Create Anki decks based on a CSV file

Anki is a flashcard software that helps to memorize knowledge easily. It relies on spaced repetition, that is also the technique used by the famous app Duolingo. When properly used, it is very efficient to learn languages. Anki exists on many platforms including Linux and Android. Personally, I use AnkiDroid to learn chinese.

A common use of Anki is to create a few flashcards manually every day, containing unknown words you heard or read during the day. However, if you want to test your knowledge based on a predefined list of words, it would be convenient to generate a deck automatically. In this article, we will create python script that reads a CSV or TSV file and transforms its data into a deck.

For generating decks, we will use genanki. The example data file in this article is a list of chinese words with their meaning and pinyin (romanization of chinese characters). Several lists can be found on this website: HSKHSK.

First, get the data file (like this one). Let us write the preample of the script:

import csv
import random
import genanki

# Filename of the data file
data_filename = "HSK Official With Definitions 2012 L1.txt"

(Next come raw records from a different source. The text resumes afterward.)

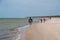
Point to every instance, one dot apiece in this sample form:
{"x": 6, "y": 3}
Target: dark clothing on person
{"x": 41, "y": 20}
{"x": 30, "y": 21}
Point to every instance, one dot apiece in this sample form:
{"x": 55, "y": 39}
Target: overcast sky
{"x": 23, "y": 8}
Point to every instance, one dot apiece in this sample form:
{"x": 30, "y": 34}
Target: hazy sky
{"x": 23, "y": 8}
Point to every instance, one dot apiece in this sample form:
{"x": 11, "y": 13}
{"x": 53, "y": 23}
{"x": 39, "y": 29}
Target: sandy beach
{"x": 49, "y": 30}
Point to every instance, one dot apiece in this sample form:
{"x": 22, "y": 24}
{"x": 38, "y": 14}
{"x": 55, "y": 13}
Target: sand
{"x": 50, "y": 30}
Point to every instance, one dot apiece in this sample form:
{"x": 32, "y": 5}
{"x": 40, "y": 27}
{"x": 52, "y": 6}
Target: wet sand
{"x": 50, "y": 30}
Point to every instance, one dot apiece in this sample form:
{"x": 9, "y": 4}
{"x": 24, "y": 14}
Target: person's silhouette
{"x": 30, "y": 20}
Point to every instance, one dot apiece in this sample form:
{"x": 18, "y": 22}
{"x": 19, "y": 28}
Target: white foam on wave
{"x": 21, "y": 35}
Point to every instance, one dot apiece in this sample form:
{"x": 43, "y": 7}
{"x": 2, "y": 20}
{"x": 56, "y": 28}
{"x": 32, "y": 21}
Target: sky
{"x": 25, "y": 8}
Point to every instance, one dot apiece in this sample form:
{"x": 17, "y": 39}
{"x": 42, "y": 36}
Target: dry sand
{"x": 50, "y": 30}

# Filename of the Anki deck to generate
deck_filename = "HSK1.apkg"

# Title of the deck as shown in Anki
anki_deck_title = "HSK1"

# Name of the card model
anki_model_name = "HSK"

A flashcard is typically composed of a front side and a back side. Each flashcard of our deck will contain three data fields: hanzi (the chinese word in simplified chinese), pinyin and meaning. Using this data, we want to make two types of flashcards:

Our deck model is defined as follows:

# Create the deck model

model_id = random.randrange(1 << 30, 1 << 31)

style = """
.card {
font-family: arial;
font-size: 24px;
text-align: center;
color: black;
background-color: white;
}
.hanzi {
font-size: 64px;
}
"""


anki_model = genanki.Model(
model_id,
anki_model_name,
fields=[{"name": "hanzi"}, {"name": "pinyin"}, {"name": "meaning"}],
templates=[
{
"name": "Card 1",
"qfmt": '<p class="hanzi">{{hanzi}}</p>',
"afmt": '{{FrontSide}}<hr id="answer"><p class="pinyin">{{pinyin}}</p><p class="meaning">{{meaning}}</p>',
},
{
"name": "Card 2",
"qfmt": '<p class="meaning">{{meaning}}</p>',
"afmt": '{{FrontSide}}<hr id="answer"><p class="hanzi">{{hanzi}}</p><p class="pinyin">{{pinyin}}</p>',
},
],
css=style,
)

model_id is a unique integer that identifies the deck. style describes the CSS style properties of the flashcards. Feel free to change the font sizes according to your needs. The fields argument describes the data fields that each flashcard has. The templates argument represents the two types of flashcards. The qfmt value is a HTML template of the front side, the afmt value represents the back side. You can customize these values to show the flashcards in different ways, using the field names surrounded by {{ and }}. Note that {{FrontSize}} is a special field to represent the HTML content of the front side. Then we create the deck:

# The list of flashcards
anki_notes = []

with open(data_filename, "r") as csv_file:

csv_reader = csv.reader(csv_file, delimiter="\t")

for row in csv_reader:
anki_note = genanki.Note(
model=anki_model,
# simplified writing, pinyin, meaning
fields=[row[0], row[3], row[4]],
)
anki_notes.append(anki_note)

This code reads the CSV file and generates a flashcard for each row. Note that our data file contains a tab-separated values (TSV file), so we specify delimiter="\t". In our data file, hanzi, pinyin and meaning are in the 1st, 4th and 5th rows, respectively.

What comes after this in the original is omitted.